Der Münchner Jakob Jellbauer sitzt mit seiner Freundin in der Lounge, und er erweckt den Anschein, als trete er in wenigen Minuten vor den Traualtar. Er ist "zittrig vor Vorfreude", man sieht es förmlich, und, na klar, er könne es kaum erwarten. Seit Tagen, Wochen hat er auf diesen Moment gewartet, "ich hab' Nächte lang kaum geschlafen". Den jungen Mann, der in der IT-Branche arbeitet, kratzt die Krise wenig. "Ich hab mir genau überlegt, wie es weitergehen soll." Und weitergehen soll es mit einem neuen BMW, der für ihn "ein Stück Lebensqualität" ist. Noch hat er sein künftiges Auto, eine 335i-Limousine, nicht gesehen, aber begeistert, ja enthusiasmiert ist er schon jetzt. Man würde verstehen, wäre seine Freundin eifersüchtig auf die Neuanschaffung.

Endlich wird es ernst.
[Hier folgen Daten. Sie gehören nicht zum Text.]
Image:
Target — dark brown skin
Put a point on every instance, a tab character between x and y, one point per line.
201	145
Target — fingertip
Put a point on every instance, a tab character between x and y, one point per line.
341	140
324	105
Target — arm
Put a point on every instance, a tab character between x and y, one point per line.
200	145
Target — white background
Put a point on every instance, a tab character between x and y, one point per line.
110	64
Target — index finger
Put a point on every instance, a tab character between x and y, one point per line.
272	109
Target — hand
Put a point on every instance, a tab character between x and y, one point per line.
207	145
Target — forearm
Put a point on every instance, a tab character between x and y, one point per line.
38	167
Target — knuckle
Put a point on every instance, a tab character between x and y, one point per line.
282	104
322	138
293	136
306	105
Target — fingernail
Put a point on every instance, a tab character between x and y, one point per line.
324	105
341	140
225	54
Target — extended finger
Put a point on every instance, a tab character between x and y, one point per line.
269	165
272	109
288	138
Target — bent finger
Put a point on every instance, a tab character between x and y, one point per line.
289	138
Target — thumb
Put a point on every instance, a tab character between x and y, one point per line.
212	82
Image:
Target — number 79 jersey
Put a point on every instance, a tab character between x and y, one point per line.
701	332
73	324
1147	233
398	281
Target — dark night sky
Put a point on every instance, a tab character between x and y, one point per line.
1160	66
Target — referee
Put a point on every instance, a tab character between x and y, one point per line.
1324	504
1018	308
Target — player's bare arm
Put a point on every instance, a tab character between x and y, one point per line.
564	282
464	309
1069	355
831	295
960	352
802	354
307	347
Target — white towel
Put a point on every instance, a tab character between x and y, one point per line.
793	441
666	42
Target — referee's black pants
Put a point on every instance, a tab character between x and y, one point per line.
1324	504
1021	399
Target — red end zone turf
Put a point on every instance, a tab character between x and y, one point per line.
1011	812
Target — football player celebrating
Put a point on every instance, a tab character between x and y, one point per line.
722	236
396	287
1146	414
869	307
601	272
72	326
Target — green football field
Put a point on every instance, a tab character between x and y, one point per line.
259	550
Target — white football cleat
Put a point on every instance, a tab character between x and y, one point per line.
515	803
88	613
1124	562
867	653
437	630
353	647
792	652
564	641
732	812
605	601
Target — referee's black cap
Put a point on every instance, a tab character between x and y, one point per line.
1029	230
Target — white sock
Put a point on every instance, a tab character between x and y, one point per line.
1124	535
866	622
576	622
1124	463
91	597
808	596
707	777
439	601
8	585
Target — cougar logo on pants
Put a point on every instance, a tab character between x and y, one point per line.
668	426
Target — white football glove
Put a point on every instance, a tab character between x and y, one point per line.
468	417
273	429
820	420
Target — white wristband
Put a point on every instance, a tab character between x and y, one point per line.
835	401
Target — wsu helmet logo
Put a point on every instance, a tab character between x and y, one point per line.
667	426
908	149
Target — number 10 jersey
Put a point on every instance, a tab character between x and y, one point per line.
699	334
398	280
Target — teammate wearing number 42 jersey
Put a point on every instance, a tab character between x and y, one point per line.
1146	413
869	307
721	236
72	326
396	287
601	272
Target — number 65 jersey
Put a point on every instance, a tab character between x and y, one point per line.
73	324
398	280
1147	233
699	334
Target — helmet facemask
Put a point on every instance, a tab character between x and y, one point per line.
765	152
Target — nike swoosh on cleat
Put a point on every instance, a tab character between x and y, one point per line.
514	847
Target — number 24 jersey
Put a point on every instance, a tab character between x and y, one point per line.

Kundenbetreuerin Stephanie Duderstadt, gehüllt in eine Art Stewardessen-Kostüm, führt das Paar zur virtuellen Präsentation. Auf einem Screen erscheint erst einmal eine Schrift: "Herzlich Willkommen, Herr Jakob Jellbauer." Dann der erste Blick auf das neue Auto - noch gilt er nur einer dreidimensionalen Computer-Simulation. Aber das genügt, um Jellbauers Augen zum Leuchten zu bringen. Die Erregung steigt. Jellbauer erfährt noch allerlei über Technik und Design seines künftigen Gefährts, und das alles klingt in etwa so, als hätten sich die klügsten Köpfe von BMW zusammengetan, um allein für ihn das tollste Auto überhaupt zu konstruieren. Das Wort "Leidenschaft" fällt, so als ginge es um die große Liebe. Doch das ist nur das Vorspiel. Gleich kommt es zur Vermählung.

Auf der Treppe, die hinab in den "Premieren"-Raum führt, hält Jellbauer an. Unten wird die Braut respektive die 335er-Limousine auf eine Drehscheibe gefahren. Ein Scheinwerfer blendet auf, das Auto steht im Lichtkegel wie ein Popstar auf der Bühne. Die Plattform dreht sich, Jellbauer kann seine Errungenschaft von allen Seiten bewundern. Und dann, endlich, kommen sie zusammen: der Fahrer und sein Gefährt. Oder soll man sagen: der Liebhaber und der Traum seiner schlaflosen Nächste. Stephanie Duderstadt öffnet Türen, Kofferraum, Motorhaube, jedes Detail wird erklärt. Eine Fotografin erscheint, die den großen Moment festhält - ein Bild fürs Leben. Die Krise ist diesem Augenblick so fern wie der Mond.